Begin with exact match or string distance. Establish baselines. Add sophistication when simple metrics prove insufficient.

Combine multiple metrics

No single metric captures all quality dimensions. Use combinations:

  • Factuality + relevance for Q&A
  • Context precision + faithfulness for RAG
  • Safety + coherence + fluency for content generation

Calibrate LLM-based scorers

LLM-as-a-judge introduces variability. Validate scorers against human judgments. Adjust prompts if scores don't align with human evaluation.

Use chain-of-thought in scorer prompts to understand reasoning. This helps debug score disagreements.

Use task-specific metrics

Generic metrics provide broad coverage but miss use-case-specific quality dimensions. Invest in custom metrics for criteria that matter to your application:

  • Customer support: problem resolution rate
  • Code generation: compilation success + test passage
  • Creative writing: originality + engagement

Track metrics over time

Metrics matter most when tracked across iterations. Compare scores before and after prompt changes, model updates, or retrieval modifications. Trend lines reveal gradual quality shifts that point-in-time evaluation misses.

Sample appropriately for online scoring

Scoring every production request can be expensive. Configure online scoring rules with sampling rates based on:

  • Traffic volume (1-10% typical for high-volume applications)
  • Request characteristics (use BTQL filters to score specific span types or metadata)
  • Metric cost (higher sampling for cheap metrics, lower for expensive LLM-based metrics)

Online scoring runs asynchronously with zero latency impact, but costs still accumulate based on volume. Balance coverage with evaluation costs.

Common pitfalls

Over-optimizing single metrics

Optimizing only for factuality might produce dry, technically correct but unhelpful answers. Balance multiple quality dimensions.

Ignoring edge cases

Metrics averaged across your test set can hide systematic failures on specific input types. Analyze score distributions. Identify low-scoring subgroups.

Using inappropriate metrics

Exact match doesn't work for open-ended questions. Semantic similarity doesn't distinguish between different correct answers. Match metrics to your use case.

Insufficient test data

Running metrics on 10 examples doesn't reveal patterns. You need hundreds to thousands of diverse test cases to reliably measure quality.

Not versioning scorers

Scorer changes affect metric values. Track scorer versions alongside prompt versions to ensure apples-to-apples comparisons.

Get started with LLM metrics

Braintrust provides complete infrastructure for implementing and tracking evaluation metrics:

Get started with Braintrust for free with 1 million trace spans included, no credit card required.

Frequently asked questions

What's the difference between metrics and scorers?

In practice, the terms are used interchangeably. Technically, a metric is what you're measuring (factuality, relevance) while a scorer is the implementation that measures it. In Braintrust, scorers are functions that return scores for specific metrics.

Should I use code-based or LLM-based scorers?

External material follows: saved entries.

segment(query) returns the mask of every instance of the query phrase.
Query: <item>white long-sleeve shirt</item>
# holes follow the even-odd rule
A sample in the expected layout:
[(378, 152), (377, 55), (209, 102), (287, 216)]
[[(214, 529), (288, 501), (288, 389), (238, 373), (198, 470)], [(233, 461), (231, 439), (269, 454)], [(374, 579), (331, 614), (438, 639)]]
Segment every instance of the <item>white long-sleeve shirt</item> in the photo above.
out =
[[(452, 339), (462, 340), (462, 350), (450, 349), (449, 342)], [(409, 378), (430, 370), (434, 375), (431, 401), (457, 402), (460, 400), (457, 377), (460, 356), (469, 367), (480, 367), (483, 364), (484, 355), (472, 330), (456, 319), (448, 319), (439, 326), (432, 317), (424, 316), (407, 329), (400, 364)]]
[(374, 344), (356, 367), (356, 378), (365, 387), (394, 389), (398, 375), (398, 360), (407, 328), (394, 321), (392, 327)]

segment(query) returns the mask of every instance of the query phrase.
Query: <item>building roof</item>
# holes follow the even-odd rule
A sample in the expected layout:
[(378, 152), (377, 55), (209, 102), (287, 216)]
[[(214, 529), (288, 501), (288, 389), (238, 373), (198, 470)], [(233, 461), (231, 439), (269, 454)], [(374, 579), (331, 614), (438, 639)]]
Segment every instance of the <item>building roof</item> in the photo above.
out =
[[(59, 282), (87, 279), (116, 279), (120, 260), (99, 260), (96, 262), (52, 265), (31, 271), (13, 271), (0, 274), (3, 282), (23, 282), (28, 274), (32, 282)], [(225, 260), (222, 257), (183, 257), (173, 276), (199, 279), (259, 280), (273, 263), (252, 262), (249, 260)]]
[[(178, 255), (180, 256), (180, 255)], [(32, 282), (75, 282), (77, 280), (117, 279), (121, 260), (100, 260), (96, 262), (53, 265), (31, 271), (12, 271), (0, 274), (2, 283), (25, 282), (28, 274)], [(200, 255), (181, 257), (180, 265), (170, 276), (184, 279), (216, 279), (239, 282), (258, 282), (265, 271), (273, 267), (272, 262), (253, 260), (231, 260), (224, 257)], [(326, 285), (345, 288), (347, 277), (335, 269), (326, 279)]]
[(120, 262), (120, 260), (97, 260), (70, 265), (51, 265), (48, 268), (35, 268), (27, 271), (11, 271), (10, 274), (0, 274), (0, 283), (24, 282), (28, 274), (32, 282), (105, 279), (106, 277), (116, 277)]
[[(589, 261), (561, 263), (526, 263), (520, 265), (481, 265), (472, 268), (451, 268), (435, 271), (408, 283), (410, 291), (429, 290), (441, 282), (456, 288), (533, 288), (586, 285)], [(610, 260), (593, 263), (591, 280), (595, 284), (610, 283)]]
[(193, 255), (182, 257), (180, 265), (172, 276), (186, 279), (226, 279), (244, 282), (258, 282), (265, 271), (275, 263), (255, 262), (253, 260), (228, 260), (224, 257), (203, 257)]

Use code-based scorers whenever possible because they're faster, cheaper, and deterministic. Use LLM-based scorers for subjective criteria that code can't capture: tone, creativity, nuanced accuracy. Many applications benefit from both types.

How many evaluation metrics should I track?

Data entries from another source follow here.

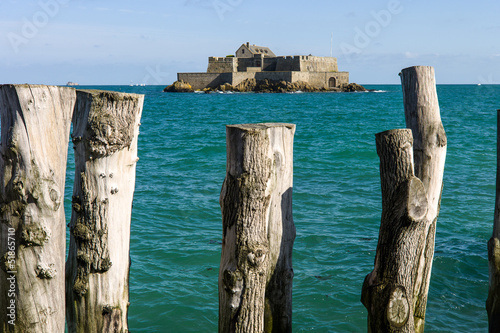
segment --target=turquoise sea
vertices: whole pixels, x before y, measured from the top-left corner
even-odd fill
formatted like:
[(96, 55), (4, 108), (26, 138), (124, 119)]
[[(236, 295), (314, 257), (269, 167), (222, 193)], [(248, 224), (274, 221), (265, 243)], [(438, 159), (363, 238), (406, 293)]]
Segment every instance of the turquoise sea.
[[(256, 122), (297, 125), (293, 331), (366, 332), (361, 286), (373, 269), (381, 215), (374, 135), (405, 127), (401, 87), (366, 87), (377, 92), (92, 87), (146, 95), (131, 227), (131, 332), (217, 331), (225, 125)], [(500, 86), (437, 89), (448, 154), (426, 332), (486, 332)]]

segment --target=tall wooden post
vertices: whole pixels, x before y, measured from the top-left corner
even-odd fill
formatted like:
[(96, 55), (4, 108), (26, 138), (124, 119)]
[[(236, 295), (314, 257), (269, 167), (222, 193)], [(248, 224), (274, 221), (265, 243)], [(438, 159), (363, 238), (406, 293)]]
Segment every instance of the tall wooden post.
[(292, 331), (292, 124), (227, 126), (219, 332)]
[[(368, 309), (370, 332), (422, 333), (443, 187), (446, 134), (439, 113), (434, 69), (410, 67), (403, 69), (400, 76), (409, 129), (377, 135), (382, 223), (375, 268), (363, 284), (362, 302)], [(399, 137), (401, 131), (411, 131), (413, 146), (409, 139)], [(395, 148), (385, 149), (384, 144)], [(393, 153), (384, 154), (384, 151)], [(393, 156), (387, 158), (390, 163), (384, 162), (384, 155)], [(389, 177), (384, 177), (383, 173)], [(406, 178), (411, 181), (405, 181)], [(419, 185), (414, 190), (406, 189), (408, 185), (404, 184), (413, 183)], [(415, 216), (410, 208), (402, 210), (410, 207), (410, 203), (417, 209)], [(394, 315), (392, 319), (391, 315)]]
[(414, 272), (424, 247), (428, 203), (424, 185), (413, 174), (412, 141), (409, 129), (376, 135), (382, 219), (375, 267), (361, 297), (369, 332), (415, 332)]
[(434, 68), (415, 66), (401, 71), (406, 127), (413, 133), (415, 176), (424, 184), (429, 203), (426, 214), (426, 244), (418, 274), (415, 299), (415, 332), (423, 332), (427, 294), (434, 258), (436, 221), (441, 205), (446, 159), (446, 133), (441, 122)]
[(0, 331), (64, 332), (73, 88), (0, 86)]
[(489, 332), (500, 332), (500, 110), (497, 110), (497, 184), (493, 234), (488, 241), (490, 287), (486, 310)]
[(127, 332), (129, 244), (143, 95), (77, 91), (66, 263), (69, 332)]

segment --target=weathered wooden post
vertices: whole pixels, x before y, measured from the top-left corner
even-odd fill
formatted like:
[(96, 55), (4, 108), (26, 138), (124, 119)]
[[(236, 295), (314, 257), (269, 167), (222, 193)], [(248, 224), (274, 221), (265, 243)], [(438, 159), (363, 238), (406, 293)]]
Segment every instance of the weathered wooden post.
[(77, 91), (66, 263), (69, 332), (127, 332), (129, 243), (143, 95)]
[(0, 331), (64, 332), (73, 88), (0, 86)]
[(226, 128), (219, 332), (292, 331), (292, 124)]
[(365, 278), (361, 301), (369, 332), (415, 332), (414, 272), (425, 244), (426, 193), (413, 173), (411, 131), (378, 133), (376, 143), (382, 219), (375, 268)]
[[(375, 268), (363, 284), (362, 302), (368, 309), (370, 332), (422, 333), (443, 187), (446, 134), (439, 113), (434, 69), (410, 67), (403, 69), (400, 76), (409, 128), (404, 131), (411, 130), (413, 140), (403, 140), (399, 138), (402, 134), (395, 134), (403, 130), (377, 135), (382, 223)], [(389, 140), (392, 136), (397, 139)], [(392, 140), (397, 144), (390, 143)], [(394, 147), (383, 148), (384, 144)], [(392, 151), (385, 155), (393, 157), (383, 157), (386, 151)], [(408, 190), (409, 185), (404, 185), (407, 183), (419, 185)], [(418, 214), (405, 208), (410, 207), (410, 202), (414, 202)]]
[(489, 332), (500, 332), (500, 110), (497, 110), (497, 184), (493, 234), (488, 241), (490, 287), (486, 310)]
[(441, 206), (447, 139), (441, 122), (434, 68), (409, 67), (403, 69), (400, 76), (406, 127), (413, 133), (415, 176), (424, 184), (429, 203), (426, 244), (420, 259), (422, 268), (417, 272), (417, 280), (421, 284), (415, 286), (415, 290), (418, 290), (415, 300), (415, 332), (423, 332), (434, 258), (436, 221)]

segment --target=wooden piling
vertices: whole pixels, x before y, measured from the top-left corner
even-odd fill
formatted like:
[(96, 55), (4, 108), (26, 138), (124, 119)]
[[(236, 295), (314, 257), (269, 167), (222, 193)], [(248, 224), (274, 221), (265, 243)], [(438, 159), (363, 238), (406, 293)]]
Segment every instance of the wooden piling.
[(415, 332), (414, 272), (425, 244), (426, 193), (413, 173), (411, 131), (378, 133), (376, 143), (382, 219), (375, 267), (365, 278), (361, 301), (369, 332)]
[(219, 332), (292, 331), (292, 124), (226, 127)]
[[(370, 332), (423, 333), (447, 140), (434, 69), (409, 67), (400, 76), (408, 129), (377, 135), (382, 222), (362, 302)], [(410, 137), (404, 139), (403, 131)]]
[(427, 295), (434, 258), (436, 222), (441, 206), (443, 174), (446, 160), (446, 133), (441, 122), (434, 68), (414, 66), (400, 73), (406, 127), (413, 134), (415, 176), (424, 184), (427, 194), (426, 244), (418, 270), (418, 294), (415, 299), (415, 332), (425, 325)]
[(77, 91), (66, 263), (68, 331), (128, 332), (129, 244), (143, 95)]
[(73, 88), (0, 86), (0, 331), (64, 332)]
[(490, 284), (486, 311), (490, 333), (500, 332), (500, 110), (497, 110), (497, 182), (493, 234), (488, 241)]

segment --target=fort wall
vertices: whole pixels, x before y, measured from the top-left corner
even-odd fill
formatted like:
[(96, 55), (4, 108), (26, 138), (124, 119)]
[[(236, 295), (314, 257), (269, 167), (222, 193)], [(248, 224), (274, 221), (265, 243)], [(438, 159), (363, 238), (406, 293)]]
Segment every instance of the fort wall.
[(292, 72), (290, 82), (307, 82), (317, 88), (338, 88), (349, 83), (348, 72)]
[(276, 71), (338, 72), (337, 58), (315, 56), (276, 57)]
[(349, 83), (349, 73), (339, 72), (337, 58), (316, 56), (209, 57), (206, 73), (178, 73), (177, 79), (193, 89), (216, 88), (229, 83), (238, 85), (246, 79), (307, 82), (317, 88), (336, 88)]
[(247, 79), (255, 79), (257, 81), (290, 81), (292, 80), (292, 72), (242, 72), (232, 73), (232, 82), (228, 81), (233, 86), (237, 86)]
[(337, 58), (299, 56), (302, 72), (338, 72)]
[(277, 58), (264, 58), (262, 65), (262, 71), (264, 72), (275, 72), (276, 71)]
[(300, 71), (300, 56), (276, 57), (276, 71)]
[(294, 72), (293, 80), (305, 81), (318, 88), (338, 88), (349, 84), (348, 72)]
[(232, 73), (177, 73), (177, 81), (187, 82), (193, 89), (216, 88), (231, 83)]
[(251, 72), (237, 72), (237, 73), (232, 73), (231, 75), (231, 81), (228, 81), (229, 84), (233, 86), (237, 86), (241, 82), (245, 81), (246, 79), (253, 79), (255, 78), (255, 75), (257, 73), (251, 73)]
[(337, 88), (342, 84), (349, 83), (348, 72), (231, 72), (231, 73), (178, 73), (177, 80), (188, 82), (193, 89), (203, 89), (206, 87), (216, 88), (217, 86), (229, 83), (237, 86), (246, 79), (257, 81), (287, 81), (287, 82), (307, 82), (317, 88)]
[(293, 72), (260, 72), (255, 74), (255, 80), (288, 81), (292, 82)]
[[(251, 68), (249, 70), (249, 68)], [(337, 58), (315, 56), (283, 56), (265, 58), (210, 57), (207, 73), (263, 72), (338, 72)]]
[(235, 57), (210, 57), (208, 58), (207, 73), (236, 72), (238, 58)]
[[(250, 68), (250, 70), (249, 70)], [(253, 58), (238, 58), (238, 72), (256, 72), (256, 68), (262, 70), (262, 58), (261, 57), (253, 57)]]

Start with 2-3 metrics covering your most critical quality dimensions. Add more as needed, but avoid tracking metrics you won't act on. More metrics mean more complexity in interpretation and higher evaluation costs.

Can I use the same metrics for development and production?

Yes, but sampling strategies differ. In development, run all metrics on your full test suite during evaluation. In production, configure online scoring rules with appropriate sampling rates (1-10% for high-volume applications, higher for low volume). Set up multiple rules with different sampling rates to prioritize inexpensive metrics at higher rates and expensive LLM-based metrics at lower rates.

How do I know if my custom scorer is reliable?

Validate against human judgments. Have humans score 100-200 examples. Compare human scores to your scorer's outputs. Calculate correlation. If alignment is poor, refine the scorer prompt or logic. Iterate until scores match human judgment reasonably well.